Quantum Kernel Feature Mapping for ICS Anomaly Detection

A hardware-agnostic Quantum Support Vector Machine (QSVM) framework for intrusion detection in Industrial Control Systems. This implementation uses an 8-qubit ZZFeatureMap kernel and has been validated on both the SWaT (Secure Water Treatment) and HAI (Hardware-in-the-Loop Augmented ICS) benchmark datasets.

Overview

Modern Industrial Control Systems face sophisticated cyber-physical attacks that exploit nonlinear correlations between process variables. Traditional linear classifiers often fail to capture these complex relationships. This project implements a quantum machine learning approach that embeds sensor data into a high-dimensional Hilbert space where attack patterns become linearly separable.

The core idea is straightforward: SCADA sensors in critical infrastructure exhibit correlated behaviors during attacks that classical kernels struggle to capture. By encoding these sensor readings into quantum states and measuring their fidelity, we can expose hidden patterns that make attacks detectable.

Key characteristics:

8-qubit ZZFeatureMap with linear entanglement (2 repetitions)
Cross-testbed validation on water treatment and thermal power systems
Hardware feasibility confirmed on IBM's 156-qubit ibm_fez processor
Statistically robust results via 5-seed cross-validation

Results Summary

Performance metrics (Mean and Std over 5 random seeds):

Dataset	F1-Score	AUC-ROC	Accuracy
SWaT	0.9002 (+/- 0.021)	0.9912 (+/- 0.004)	0.9744 (+/- 0.006)
HAI 22.04	0.3536 (+/- 0.052)	0.8309 (+/- 0.050)	0.9402 (+/- 0.006)

The quantum kernel demonstrates +10.8% AUC improvement over classical RBF-SVM on the challenging HAI dataset.

Hardware Validation

Circuits were successfully executed on IBM Quantum hardware:

Metric	SWaT	HAI
Backend	ibm_fez (156 qubits)	ibm_fez (156 qubits)
Physical Depth	74	76
CZ Gate Count	28	28
Job ID	d5l9htjh36vs73bgsi3g	d5l9huk8d8hc73cfb0pg

Installation

Clone the repository and install dependencies:

git clone https://github.com/Ali-Badami/Quantum-IDS.git
cd Quantum-IDS
pip install -r requirements.txt

For GPU-accelerated simulation (recommended for large datasets):

pip install qiskit-aer-gpu

Dependencies

Python 3.9 or higher
Qiskit 1.0.0 or higher
qiskit-machine-learning 0.7.0 or higher
qiskit-aer (with optional GPU support)
scikit-learn 1.0 or higher
pandas, numpy, matplotlib, seaborn

Dataset Setup

This project uses two publicly available ICS security datasets.

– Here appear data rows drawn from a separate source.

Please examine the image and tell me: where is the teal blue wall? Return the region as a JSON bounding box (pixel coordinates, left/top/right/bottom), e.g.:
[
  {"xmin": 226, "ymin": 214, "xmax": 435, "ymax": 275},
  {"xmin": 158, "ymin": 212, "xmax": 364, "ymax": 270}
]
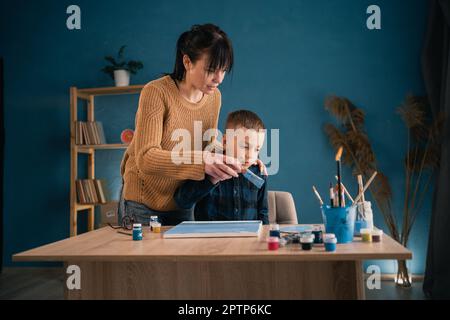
[{"xmin": 0, "ymin": 0, "xmax": 430, "ymax": 273}]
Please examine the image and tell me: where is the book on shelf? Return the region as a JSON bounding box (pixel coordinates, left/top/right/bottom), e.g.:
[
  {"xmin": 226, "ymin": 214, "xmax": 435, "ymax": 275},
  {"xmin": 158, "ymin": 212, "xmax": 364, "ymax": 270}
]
[
  {"xmin": 75, "ymin": 121, "xmax": 107, "ymax": 145},
  {"xmin": 75, "ymin": 179, "xmax": 108, "ymax": 204}
]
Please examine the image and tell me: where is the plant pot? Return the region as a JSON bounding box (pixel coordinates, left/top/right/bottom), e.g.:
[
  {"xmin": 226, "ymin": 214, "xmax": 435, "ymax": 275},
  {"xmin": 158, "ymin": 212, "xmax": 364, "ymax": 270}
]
[{"xmin": 114, "ymin": 70, "xmax": 130, "ymax": 87}]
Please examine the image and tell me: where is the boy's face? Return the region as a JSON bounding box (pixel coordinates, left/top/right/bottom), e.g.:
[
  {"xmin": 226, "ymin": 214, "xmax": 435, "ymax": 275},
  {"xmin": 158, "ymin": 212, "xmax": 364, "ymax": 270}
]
[{"xmin": 223, "ymin": 126, "xmax": 265, "ymax": 169}]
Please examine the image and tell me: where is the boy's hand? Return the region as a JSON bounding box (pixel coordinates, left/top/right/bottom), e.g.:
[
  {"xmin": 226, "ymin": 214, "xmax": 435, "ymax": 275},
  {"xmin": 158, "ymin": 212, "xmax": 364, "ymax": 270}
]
[
  {"xmin": 204, "ymin": 152, "xmax": 241, "ymax": 181},
  {"xmin": 255, "ymin": 159, "xmax": 268, "ymax": 177},
  {"xmin": 208, "ymin": 175, "xmax": 220, "ymax": 184}
]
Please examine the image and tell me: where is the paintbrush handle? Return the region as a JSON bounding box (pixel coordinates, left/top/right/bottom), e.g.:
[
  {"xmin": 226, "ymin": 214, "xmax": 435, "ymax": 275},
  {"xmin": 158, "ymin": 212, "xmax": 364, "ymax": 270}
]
[
  {"xmin": 355, "ymin": 171, "xmax": 378, "ymax": 202},
  {"xmin": 313, "ymin": 186, "xmax": 323, "ymax": 206}
]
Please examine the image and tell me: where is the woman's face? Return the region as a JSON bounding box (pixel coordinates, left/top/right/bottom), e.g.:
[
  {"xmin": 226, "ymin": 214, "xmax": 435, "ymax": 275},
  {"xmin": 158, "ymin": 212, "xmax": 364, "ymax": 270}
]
[{"xmin": 183, "ymin": 54, "xmax": 225, "ymax": 94}]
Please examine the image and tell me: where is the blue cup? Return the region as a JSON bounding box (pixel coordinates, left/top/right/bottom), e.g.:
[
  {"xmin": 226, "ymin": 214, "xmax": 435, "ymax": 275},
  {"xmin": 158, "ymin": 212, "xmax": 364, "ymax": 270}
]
[
  {"xmin": 355, "ymin": 220, "xmax": 367, "ymax": 237},
  {"xmin": 321, "ymin": 205, "xmax": 356, "ymax": 243}
]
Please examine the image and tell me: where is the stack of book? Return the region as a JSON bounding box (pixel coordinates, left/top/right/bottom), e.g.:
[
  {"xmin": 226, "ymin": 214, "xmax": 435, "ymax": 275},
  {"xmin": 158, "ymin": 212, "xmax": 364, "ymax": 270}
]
[
  {"xmin": 75, "ymin": 179, "xmax": 107, "ymax": 204},
  {"xmin": 75, "ymin": 121, "xmax": 106, "ymax": 145}
]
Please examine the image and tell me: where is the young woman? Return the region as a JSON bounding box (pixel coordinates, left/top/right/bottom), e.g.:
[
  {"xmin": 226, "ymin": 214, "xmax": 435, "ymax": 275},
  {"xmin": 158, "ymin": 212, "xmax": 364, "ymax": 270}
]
[{"xmin": 119, "ymin": 24, "xmax": 241, "ymax": 225}]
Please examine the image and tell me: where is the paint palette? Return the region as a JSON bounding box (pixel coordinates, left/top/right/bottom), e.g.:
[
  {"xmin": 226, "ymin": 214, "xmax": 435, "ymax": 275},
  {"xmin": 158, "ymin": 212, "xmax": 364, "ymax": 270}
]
[
  {"xmin": 163, "ymin": 220, "xmax": 262, "ymax": 238},
  {"xmin": 280, "ymin": 226, "xmax": 313, "ymax": 233}
]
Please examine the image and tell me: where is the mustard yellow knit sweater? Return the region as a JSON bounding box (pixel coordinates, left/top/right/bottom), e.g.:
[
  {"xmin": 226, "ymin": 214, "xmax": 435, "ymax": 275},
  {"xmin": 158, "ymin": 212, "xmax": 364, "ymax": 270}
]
[{"xmin": 120, "ymin": 76, "xmax": 221, "ymax": 211}]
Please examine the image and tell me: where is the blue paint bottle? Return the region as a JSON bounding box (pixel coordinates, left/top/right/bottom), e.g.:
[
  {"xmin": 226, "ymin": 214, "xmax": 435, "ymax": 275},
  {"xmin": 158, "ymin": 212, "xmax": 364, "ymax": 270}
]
[
  {"xmin": 133, "ymin": 223, "xmax": 142, "ymax": 241},
  {"xmin": 269, "ymin": 224, "xmax": 281, "ymax": 238},
  {"xmin": 312, "ymin": 226, "xmax": 323, "ymax": 244},
  {"xmin": 325, "ymin": 237, "xmax": 337, "ymax": 252}
]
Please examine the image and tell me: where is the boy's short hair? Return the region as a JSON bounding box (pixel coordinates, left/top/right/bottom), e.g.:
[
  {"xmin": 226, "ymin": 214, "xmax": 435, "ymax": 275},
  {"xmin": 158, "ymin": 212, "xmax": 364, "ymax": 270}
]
[{"xmin": 225, "ymin": 110, "xmax": 266, "ymax": 131}]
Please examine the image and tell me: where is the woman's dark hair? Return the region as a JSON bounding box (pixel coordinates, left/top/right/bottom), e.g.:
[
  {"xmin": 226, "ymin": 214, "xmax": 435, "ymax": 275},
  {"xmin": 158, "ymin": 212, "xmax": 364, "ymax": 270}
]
[{"xmin": 170, "ymin": 23, "xmax": 233, "ymax": 81}]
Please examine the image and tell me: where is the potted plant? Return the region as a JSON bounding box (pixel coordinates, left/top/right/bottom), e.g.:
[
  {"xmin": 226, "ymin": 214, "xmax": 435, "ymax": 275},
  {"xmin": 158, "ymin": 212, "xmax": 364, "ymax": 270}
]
[{"xmin": 102, "ymin": 46, "xmax": 144, "ymax": 87}]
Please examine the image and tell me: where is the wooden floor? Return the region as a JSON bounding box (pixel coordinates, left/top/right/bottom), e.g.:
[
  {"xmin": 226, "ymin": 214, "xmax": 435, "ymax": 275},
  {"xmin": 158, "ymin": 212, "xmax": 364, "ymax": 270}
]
[{"xmin": 0, "ymin": 268, "xmax": 425, "ymax": 300}]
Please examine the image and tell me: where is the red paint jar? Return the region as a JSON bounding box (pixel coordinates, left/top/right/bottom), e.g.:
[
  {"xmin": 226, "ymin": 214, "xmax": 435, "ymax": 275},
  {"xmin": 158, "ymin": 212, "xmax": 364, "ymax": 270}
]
[{"xmin": 267, "ymin": 237, "xmax": 280, "ymax": 250}]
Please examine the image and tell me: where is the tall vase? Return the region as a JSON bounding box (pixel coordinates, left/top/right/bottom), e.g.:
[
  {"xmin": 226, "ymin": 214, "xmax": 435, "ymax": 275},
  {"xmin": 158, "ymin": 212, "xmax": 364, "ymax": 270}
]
[
  {"xmin": 114, "ymin": 70, "xmax": 130, "ymax": 87},
  {"xmin": 395, "ymin": 260, "xmax": 412, "ymax": 288}
]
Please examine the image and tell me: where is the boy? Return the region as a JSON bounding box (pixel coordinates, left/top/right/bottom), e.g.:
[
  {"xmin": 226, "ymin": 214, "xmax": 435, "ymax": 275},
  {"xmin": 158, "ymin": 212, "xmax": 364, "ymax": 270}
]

You can either download the raw data and process it from scratch, or use the pre-processed files if you just want to run the quantum experiments.

Option A: Start from Raw Data

SWaT Dataset

Request access from iTrust, Singapore University of Technology and Design: https://itrust.sutd.edu.sg/itrust-labs_datasets/

Place the files in data/swat/:

data/swat/
├── normal.csv
└── attack.csv

HAI Dataset

Download HAI 22.04 from ETRI: https://github.com/icsdataset/hai

Place the files in data/hai/:

data/hai/
├── train1.csv
├── train2.csv
├── ...
├── test1.csv
├── test2.csv
└── ...

Option B: Use Pre-processed Data

If you just want to run the quantum experiments without the data ingestion steps, place the processed numpy arrays in data/processed/. The required files are:

data/processed/
├── X_train_reduced.npy
├── y_train_reduced.npy
├── X_test_reduced.npy
├── y_test_reduced.npy
└── selected_feature_names.joblib

For HAI dataset, the files go in data/processed/HAI/.

Pipeline Execution

The experiment consists of several stages that should be run in sequence. If you have pre-processed data, you can skip to Stage 3.

Stage 1: Data Ingestion

Process the raw datasets with proper time-series handling:

# SWaT dataset
python src/swat_data_ingestion.py

# HAI dataset
python src/hai_data_ingestion.py

This stage handles:

Removing the first 6 hours of SWaT data (warm-up period per standard protocol)
Missing value imputation via forward-fill (sensor signal persistence assumption)
Fitting the scaler on training data only to prevent data leakage
Preserving time-series order (no shuffling)

Stage 2: Feature Selection

Select the top 8 most discriminative features for the quantum circuit:

# SWaT
python src/swat_feature_selection.py

# HAI
python src/hai_feature_selection.py

Uses RandomForest Gini importance computed on the test set (which contains both classes). The training set is 100% normal data for anomaly detection purposes, so we need the test set for supervised feature selection.

Selected Features (SWaT):

Qubit	Sensor	Description	Importance
Q0	AIT501	Chemical analyzer (Stage 5)	18.7%
Q1	AIT201	Chemical analyzer (Stage 2)	13.3%
Q2	AIT202	Chemical analyzer (Stage 2)	8.6%
Q3	AIT504	Chemical analyzer (Stage 5)	7.8%
Q4	PIT502	Pressure indicator (Stage 5)	7.6%
Q5	PIT503	Pressure indicator (Stage 5)	5.4%
Q6	MV101	Motorized valve (Stage 1)	5.3%
Q7	FIT301	Flow transmitter (Stage 3)	5.2%

Stage 3: Quantum Kernel Computation

Compute the quantum kernel matrices using statevector simulation:

# SWaT
python src/quantum_kernel_computation.py

# HAI
python src/hai_quantum_kernel.py

This creates two kernel matrices:

Training Gram matrix (2500 x 2500)
Test kernel matrix (1000 x 2500)

The computation uses GPU acceleration if available and includes checkpointing for long-running jobs.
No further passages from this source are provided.